On Aug 13, 2013, at 6:15 PM, Joan Touzet wrote:
> On Tue, Aug 13, 2013 at 02:49:28PM -0500, Nathan Vander Wilt wrote:
>> I've got 1.7GB disk free and 2GB of memory available at the moment, so it
>> doesn't seem to be either of those. (I could not find any out-of-memory
>> process kill logs in /var/log/syslog.) The only clue I can find is in
>> couchdb.stderr:
>> heart_beat_kill_pid = 1390
>> heart_beat_timeout = 11
>> heart: Tue Aug 13 18:34:21 2013: heart-beat time-out, no activity for 15
>> seconds
>> Killed
>
> So 15s of system clock time passed without erlang's heart receiving a
> ping back. There's a number of possibilities; for instance, if this is a
> VM and the clock was advanced/changed by 15s to synchronize with the
> main system, heart might see that and issue a kill command. Another
> could be extremely heavy load on the system forcing the second couch
> process to get swapped out.
>
> Three suggestions:
>
> 1. set RESPAWN_TIMEOUT to a non-zero value to force couch to restart
> after a kill. Because of its crash-only design this is safe, and
> since restarts are rare you're liable to not really be running
> into serious issues.
> 2. Crank up logging to debug level to see what might be going on
> when the heartbeat fails to respond.
> 3. Add some additional system monitoring to ensure that you're not
> overloading your system on CPU, RAM, I/O or network traffic.
> Do you have a lot of views building / heavy system load due to
> couchjs processes?
Thanks for these suggestions, Joan. Unfortunately it seems the server is under
quite the opposite situation though: this is an m1.medium instance used as a
dev server that spends most of its time neglected ("System load: 0.0", "Memory
usage: 18%") — mostly just the two CouchDB daemons each getting a half dozen
already-caught-up replications triggered every 10 minutes, and one node.js
server sitting waiting for someone to log in.
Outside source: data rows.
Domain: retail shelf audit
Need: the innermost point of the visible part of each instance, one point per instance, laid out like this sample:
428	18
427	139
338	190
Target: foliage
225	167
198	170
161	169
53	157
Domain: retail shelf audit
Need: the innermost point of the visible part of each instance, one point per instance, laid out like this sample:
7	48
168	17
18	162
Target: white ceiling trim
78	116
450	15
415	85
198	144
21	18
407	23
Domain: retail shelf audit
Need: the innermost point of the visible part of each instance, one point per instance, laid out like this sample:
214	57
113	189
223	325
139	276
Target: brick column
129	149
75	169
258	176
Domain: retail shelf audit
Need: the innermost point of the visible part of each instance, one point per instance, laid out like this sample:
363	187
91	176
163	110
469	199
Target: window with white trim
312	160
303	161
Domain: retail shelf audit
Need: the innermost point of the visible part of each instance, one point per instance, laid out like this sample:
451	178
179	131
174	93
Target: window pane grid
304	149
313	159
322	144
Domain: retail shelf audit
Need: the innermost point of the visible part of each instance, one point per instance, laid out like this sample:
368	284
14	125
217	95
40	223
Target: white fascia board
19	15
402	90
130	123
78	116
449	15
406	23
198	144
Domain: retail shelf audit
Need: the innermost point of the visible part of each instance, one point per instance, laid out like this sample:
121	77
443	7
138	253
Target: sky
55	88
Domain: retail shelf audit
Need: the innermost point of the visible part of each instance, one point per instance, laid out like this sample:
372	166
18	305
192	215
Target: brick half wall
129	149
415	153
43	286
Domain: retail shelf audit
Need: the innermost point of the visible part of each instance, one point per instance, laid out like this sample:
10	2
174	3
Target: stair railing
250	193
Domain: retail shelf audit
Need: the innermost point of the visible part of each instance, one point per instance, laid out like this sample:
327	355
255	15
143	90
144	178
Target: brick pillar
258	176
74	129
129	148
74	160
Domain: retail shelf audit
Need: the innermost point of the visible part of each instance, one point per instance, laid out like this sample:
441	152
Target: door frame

It looks like I am already using RESPAWN_TIMEOUT via the -r command line
option. That's why I was surprised the server stayed down for the hour or so it
took for us to notice.
I'm guessing that to crank up logging I need to set _config/log/level to the
string "debug", and I will try that if this problem keeps reoccurring. I'm
hesitant to simply set it now, as I already know that running out of disk space
has also caused CouchDB to fail to respawn ;-)
thx,
-nvw